Don't use images taken from vastly more capable photography equipment and try to pass them off as phone camera samples — it's a pretty simple rule, yet Samsung just can't seem to get the hang of it. Earlier this year, its Brazilian marketing department tried to fool potential Galaxy A8 buyers with stock photography in lieu of actual samples, and now it's happened again.

The Korean tech giant got busted last time when someone spotted a couple of photos from Getty Images that were used as sample selfies. It's a similar story this time around, with the original photographer discovering her handiwork on Samsung's Malaysian site. Dunja Djudjic then posted on her blog DIYPhotography to call the company out for not learning its lesson.
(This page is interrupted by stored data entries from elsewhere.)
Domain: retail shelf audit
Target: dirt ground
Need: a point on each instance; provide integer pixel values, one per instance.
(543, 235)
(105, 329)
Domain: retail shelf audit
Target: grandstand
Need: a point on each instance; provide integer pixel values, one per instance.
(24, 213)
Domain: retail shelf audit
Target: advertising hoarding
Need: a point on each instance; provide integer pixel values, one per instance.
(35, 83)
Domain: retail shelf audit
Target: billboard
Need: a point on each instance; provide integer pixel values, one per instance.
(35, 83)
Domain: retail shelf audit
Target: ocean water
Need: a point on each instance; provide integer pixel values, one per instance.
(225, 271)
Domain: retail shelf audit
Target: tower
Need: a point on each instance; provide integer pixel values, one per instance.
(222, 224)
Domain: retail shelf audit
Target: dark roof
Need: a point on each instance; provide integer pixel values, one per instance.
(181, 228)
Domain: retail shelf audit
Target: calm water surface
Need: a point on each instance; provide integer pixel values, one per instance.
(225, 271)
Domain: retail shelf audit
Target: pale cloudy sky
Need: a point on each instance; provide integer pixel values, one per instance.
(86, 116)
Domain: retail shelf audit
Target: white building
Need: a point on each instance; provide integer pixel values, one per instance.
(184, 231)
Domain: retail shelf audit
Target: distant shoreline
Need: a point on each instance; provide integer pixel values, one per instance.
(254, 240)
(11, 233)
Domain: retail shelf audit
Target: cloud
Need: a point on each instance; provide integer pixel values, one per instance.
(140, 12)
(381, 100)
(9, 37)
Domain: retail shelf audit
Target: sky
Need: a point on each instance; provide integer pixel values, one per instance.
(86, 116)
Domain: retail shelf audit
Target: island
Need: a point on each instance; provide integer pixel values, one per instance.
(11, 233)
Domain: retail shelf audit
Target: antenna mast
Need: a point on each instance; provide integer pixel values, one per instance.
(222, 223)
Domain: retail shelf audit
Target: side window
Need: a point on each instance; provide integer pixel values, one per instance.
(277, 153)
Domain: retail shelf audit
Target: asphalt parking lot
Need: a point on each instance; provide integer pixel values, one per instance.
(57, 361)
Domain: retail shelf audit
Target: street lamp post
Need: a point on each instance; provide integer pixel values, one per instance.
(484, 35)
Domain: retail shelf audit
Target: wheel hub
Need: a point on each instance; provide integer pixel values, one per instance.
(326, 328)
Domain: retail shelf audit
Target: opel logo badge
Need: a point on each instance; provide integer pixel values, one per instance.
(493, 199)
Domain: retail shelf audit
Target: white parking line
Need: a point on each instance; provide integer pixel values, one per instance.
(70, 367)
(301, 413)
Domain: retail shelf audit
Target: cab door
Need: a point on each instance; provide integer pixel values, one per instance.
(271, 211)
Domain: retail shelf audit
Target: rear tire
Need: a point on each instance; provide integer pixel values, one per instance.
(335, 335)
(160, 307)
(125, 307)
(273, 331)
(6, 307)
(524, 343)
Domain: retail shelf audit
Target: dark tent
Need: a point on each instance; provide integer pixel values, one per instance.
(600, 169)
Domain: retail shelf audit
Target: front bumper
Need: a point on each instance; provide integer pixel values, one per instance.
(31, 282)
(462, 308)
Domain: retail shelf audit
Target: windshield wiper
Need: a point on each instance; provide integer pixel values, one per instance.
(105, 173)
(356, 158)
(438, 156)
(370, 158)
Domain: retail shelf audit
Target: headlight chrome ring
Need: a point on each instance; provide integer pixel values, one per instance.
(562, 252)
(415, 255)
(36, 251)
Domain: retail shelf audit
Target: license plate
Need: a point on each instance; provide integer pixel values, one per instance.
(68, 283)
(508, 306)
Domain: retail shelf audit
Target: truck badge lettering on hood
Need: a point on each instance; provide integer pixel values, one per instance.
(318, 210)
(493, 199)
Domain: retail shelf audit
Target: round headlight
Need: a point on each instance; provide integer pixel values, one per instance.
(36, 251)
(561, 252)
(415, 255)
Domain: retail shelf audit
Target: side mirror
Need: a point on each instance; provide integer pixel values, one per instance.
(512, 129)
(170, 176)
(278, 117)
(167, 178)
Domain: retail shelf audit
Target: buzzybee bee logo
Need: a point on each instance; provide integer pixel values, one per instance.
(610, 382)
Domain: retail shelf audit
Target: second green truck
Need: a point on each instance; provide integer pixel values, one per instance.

Djudjic uploaded her photos, taken with her powerful DSLR, to EyeEm and they were subsequently made available through its partner Getty. For a bit of fun, Djudjic did a reverse image search on Google to see if they had been used anywhere and then found Samsung presenting them as though they'd been taken by the Galaxy A8 Star variant.

As you can see from the images above, Samsung uses two versions of the image to illustrate the portrait mode blur variance. Djudjic's original photo (below) has a different background altogether, so the image has been heavily doctored with the subject cut out and used on a background of Samsung's choice.

You might think Samsung would be careful enough to admit this in the small print, but I found only the following disclaimer: "The contents within the screen are simulated images and are for demonstration purposes only." That refers to on-screen visuals only, with no mention of images presented as photo samples. There are other images on the page that I would bet are also stock images.

Samsung isn't the only OEM to get into hot water for this type of deception — Huawei got found out in hilarious circumstances earlier this year — and they probably won't be the last. All we can do is call them out in the hope that they'll be more honest with customers in the future.

Samsung has changed the wording on one of the two disclaimers on the site, but they forgot to change the main one at the very bottom of the page. See the two different versions below:

Old — "The contents within the screen are simulated images and are for demonstration purposes only."

New — "The contents within the screen and images are simulated for illustrative purposes only."